Attorney General and Minister for Justice Brad Hazzard said the new law will affect a small group of sex offenders and violent criminals who the Supreme Court has determined require ongoing supervision after their release.

"It's regrettable that the state must continue to deal with people who at the expiration of their jail sentence remain a threat to the community of further re-offending," Mr Hazzard said.

"The threat cannot be ignored and this legislation reflects the Government's ongoing scrutiny of these issues and our commitment to safeguarding the community."

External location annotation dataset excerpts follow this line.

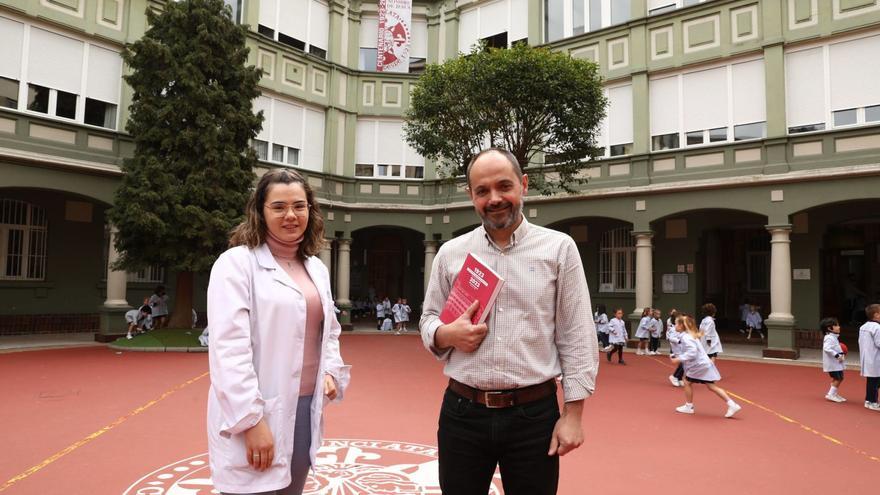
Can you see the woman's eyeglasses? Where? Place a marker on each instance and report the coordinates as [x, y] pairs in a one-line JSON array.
[[300, 208]]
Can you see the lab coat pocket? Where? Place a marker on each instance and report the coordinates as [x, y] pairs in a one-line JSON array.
[[273, 414]]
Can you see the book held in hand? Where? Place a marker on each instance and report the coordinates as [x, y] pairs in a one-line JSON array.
[[474, 282]]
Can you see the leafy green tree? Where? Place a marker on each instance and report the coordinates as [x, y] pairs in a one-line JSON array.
[[531, 101], [187, 183]]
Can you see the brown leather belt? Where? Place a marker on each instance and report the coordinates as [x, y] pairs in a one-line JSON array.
[[495, 399]]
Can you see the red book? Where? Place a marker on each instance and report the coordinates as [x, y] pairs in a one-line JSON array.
[[475, 281]]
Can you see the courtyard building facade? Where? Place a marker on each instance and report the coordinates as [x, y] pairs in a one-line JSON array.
[[741, 152]]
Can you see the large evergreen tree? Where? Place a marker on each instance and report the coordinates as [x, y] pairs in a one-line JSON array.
[[192, 121], [529, 100]]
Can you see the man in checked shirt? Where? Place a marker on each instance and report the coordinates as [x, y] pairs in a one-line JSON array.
[[500, 407]]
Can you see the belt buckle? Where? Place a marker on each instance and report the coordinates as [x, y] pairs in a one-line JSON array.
[[497, 400]]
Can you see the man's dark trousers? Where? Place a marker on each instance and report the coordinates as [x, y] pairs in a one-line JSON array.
[[473, 439]]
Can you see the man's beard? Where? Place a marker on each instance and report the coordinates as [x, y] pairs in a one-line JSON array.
[[511, 218]]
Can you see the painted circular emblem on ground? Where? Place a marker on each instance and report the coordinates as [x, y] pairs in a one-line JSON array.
[[344, 466]]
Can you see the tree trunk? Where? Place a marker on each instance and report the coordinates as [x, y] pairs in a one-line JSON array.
[[181, 316]]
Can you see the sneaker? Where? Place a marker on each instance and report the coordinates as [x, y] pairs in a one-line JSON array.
[[685, 409], [732, 409]]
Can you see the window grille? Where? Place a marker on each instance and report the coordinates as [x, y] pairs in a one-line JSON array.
[[617, 261], [23, 232]]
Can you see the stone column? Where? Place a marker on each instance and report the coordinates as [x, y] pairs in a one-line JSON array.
[[780, 324], [343, 268], [644, 276], [430, 251], [112, 312]]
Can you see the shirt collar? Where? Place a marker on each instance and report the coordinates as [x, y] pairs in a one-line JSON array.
[[518, 235]]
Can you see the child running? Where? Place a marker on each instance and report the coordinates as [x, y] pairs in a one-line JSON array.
[[832, 357], [644, 331], [617, 336], [754, 322], [698, 368], [711, 341], [601, 320], [673, 336], [869, 355], [656, 332]]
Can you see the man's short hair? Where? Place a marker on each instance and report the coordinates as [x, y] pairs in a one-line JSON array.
[[505, 153]]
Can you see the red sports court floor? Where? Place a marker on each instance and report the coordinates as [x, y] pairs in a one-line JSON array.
[[91, 421]]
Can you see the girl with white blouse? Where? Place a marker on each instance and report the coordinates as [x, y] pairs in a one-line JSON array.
[[643, 332], [711, 341], [698, 368], [617, 336]]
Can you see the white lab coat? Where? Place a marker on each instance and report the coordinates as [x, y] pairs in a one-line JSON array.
[[644, 329], [869, 348], [257, 319], [617, 331], [830, 350], [695, 361], [711, 341]]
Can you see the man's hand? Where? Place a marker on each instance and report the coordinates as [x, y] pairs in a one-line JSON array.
[[461, 333], [260, 446], [330, 387], [568, 434]]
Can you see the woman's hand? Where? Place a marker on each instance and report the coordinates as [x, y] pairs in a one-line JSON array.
[[260, 446], [330, 387]]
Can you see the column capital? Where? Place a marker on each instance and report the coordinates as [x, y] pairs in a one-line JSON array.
[[780, 227]]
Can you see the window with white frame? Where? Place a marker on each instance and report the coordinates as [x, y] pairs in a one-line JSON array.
[[302, 24], [292, 134], [708, 106], [23, 229], [565, 18], [369, 33], [616, 130], [58, 76], [381, 151], [661, 6], [830, 86], [617, 261], [500, 24]]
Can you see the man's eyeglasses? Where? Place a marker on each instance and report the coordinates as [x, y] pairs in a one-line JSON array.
[[300, 208]]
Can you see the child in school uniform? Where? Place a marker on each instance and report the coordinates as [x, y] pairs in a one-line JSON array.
[[600, 318], [643, 332], [832, 357], [617, 336], [711, 341], [754, 322], [869, 355], [656, 330], [698, 368], [673, 336]]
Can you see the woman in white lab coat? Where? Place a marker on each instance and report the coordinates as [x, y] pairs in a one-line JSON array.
[[274, 343]]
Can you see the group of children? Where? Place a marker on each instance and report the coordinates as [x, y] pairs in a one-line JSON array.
[[400, 312], [834, 356], [694, 349]]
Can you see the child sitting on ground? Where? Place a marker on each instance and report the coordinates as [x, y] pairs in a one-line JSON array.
[[832, 357]]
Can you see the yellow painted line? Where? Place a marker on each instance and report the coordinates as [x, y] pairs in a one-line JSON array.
[[70, 448], [792, 421]]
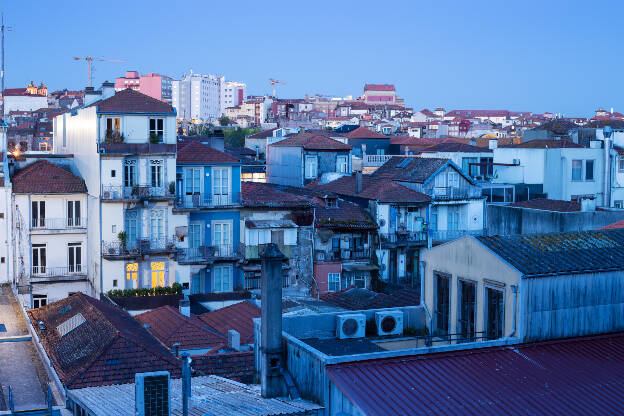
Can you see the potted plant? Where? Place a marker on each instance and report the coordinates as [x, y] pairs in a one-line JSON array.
[[122, 237]]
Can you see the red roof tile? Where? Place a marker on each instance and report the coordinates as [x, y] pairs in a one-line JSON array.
[[571, 376], [108, 348], [130, 101], [195, 152], [548, 205], [238, 317], [44, 177], [364, 133], [313, 141], [169, 326]]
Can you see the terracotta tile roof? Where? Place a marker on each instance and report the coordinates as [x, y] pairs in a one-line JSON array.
[[256, 194], [130, 101], [195, 152], [238, 317], [614, 226], [108, 347], [378, 189], [359, 299], [313, 141], [548, 205], [169, 325], [238, 366], [550, 144], [44, 177], [364, 133]]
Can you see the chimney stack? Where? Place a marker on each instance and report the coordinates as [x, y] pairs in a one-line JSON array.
[[271, 322], [234, 340], [185, 307]]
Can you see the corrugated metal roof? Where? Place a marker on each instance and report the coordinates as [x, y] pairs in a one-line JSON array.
[[210, 395], [575, 376]]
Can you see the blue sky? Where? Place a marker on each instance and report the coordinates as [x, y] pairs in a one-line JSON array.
[[559, 56]]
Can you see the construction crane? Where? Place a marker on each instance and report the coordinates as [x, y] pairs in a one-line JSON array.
[[274, 82], [90, 60]]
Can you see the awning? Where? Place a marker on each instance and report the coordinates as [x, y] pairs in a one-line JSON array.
[[359, 267], [270, 224]]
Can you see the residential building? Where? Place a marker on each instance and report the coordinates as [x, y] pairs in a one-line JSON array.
[[25, 99], [151, 84], [208, 194], [124, 146], [305, 157], [525, 286], [197, 97], [49, 247]]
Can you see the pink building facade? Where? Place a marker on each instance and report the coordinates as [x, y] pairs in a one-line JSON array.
[[155, 85]]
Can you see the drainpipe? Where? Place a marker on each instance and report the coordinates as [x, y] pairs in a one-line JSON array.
[[514, 289]]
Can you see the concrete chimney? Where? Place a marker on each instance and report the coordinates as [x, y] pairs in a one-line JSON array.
[[358, 182], [271, 322], [234, 340], [185, 307]]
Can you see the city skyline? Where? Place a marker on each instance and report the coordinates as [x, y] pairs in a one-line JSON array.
[[513, 58]]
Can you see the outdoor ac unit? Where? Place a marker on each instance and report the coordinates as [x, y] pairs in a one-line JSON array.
[[350, 326], [389, 323]]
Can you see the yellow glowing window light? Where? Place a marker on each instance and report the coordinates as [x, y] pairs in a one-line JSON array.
[[158, 273]]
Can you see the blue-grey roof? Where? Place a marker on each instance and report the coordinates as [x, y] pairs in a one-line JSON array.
[[560, 253]]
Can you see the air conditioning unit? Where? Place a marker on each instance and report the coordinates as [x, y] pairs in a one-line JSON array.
[[389, 323], [350, 325]]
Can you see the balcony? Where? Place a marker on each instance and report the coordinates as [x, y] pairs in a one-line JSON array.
[[134, 193], [48, 274], [403, 238], [72, 225], [440, 236], [198, 201], [138, 247], [359, 254], [206, 254]]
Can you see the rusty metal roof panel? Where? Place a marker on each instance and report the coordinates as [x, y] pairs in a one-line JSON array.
[[574, 376], [561, 253]]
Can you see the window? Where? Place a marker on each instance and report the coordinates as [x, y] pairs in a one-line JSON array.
[[342, 164], [442, 304], [467, 309], [156, 128], [38, 258], [38, 214], [222, 279], [73, 213], [39, 301], [589, 170], [333, 281], [311, 167], [74, 257], [494, 313], [577, 170], [156, 173], [158, 273]]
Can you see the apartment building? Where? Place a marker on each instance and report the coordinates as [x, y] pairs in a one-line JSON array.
[[124, 146]]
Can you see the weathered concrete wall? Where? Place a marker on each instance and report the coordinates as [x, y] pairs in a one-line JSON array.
[[505, 220]]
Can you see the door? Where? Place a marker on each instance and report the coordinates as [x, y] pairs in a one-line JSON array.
[[39, 259], [221, 238], [38, 214], [74, 258], [73, 213]]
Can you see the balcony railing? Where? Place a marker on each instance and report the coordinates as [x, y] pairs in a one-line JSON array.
[[137, 247], [136, 192], [404, 237], [205, 253], [58, 223], [59, 272], [447, 235], [207, 201]]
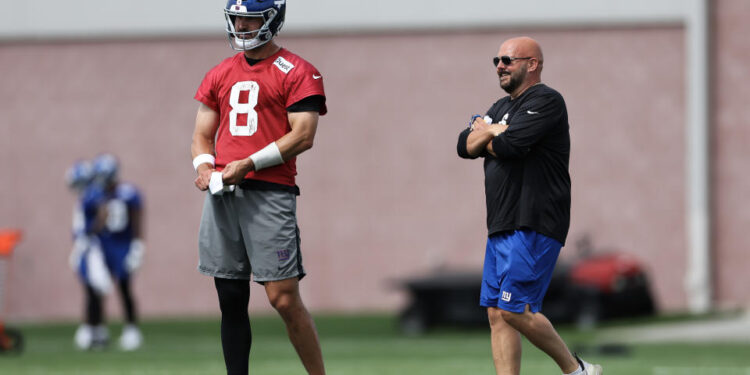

Previously breaches of ESOs attracted a maximum two years jail. Raising the term to five years brings it into line with breaches under child protection legislation.

Mr Hazzard said the Crimes (High Risk Offenders) Amendment Bill significantly strengthened procedures and options to deal with high risk offenders by:

  • Doubling jail sentences for breaches of ESOs from two to five years.
  • Supplementing court-ordered conditions relating to reporting to police, computer and internet use and employment and finances.
  • Introducing Emergency Detention Orders so that offenders on ESOs can be temporarily detained if a change in their circumstances creates an imminent risk to the community.
  • Establishing a High Risk Offenders Assessment Committee for greater information sharing and co-operation.

"The NSW Government has also committed $3.6 million in the current Budget to enhance community safety through the monitoring and supervision of high risk offenders," Mr Hazzard said.

"We are also seconding police officers to the Corrective Services Investigations Unit to ensure that offenders who breach their conditions are swiftly investigated, apprehended and charged."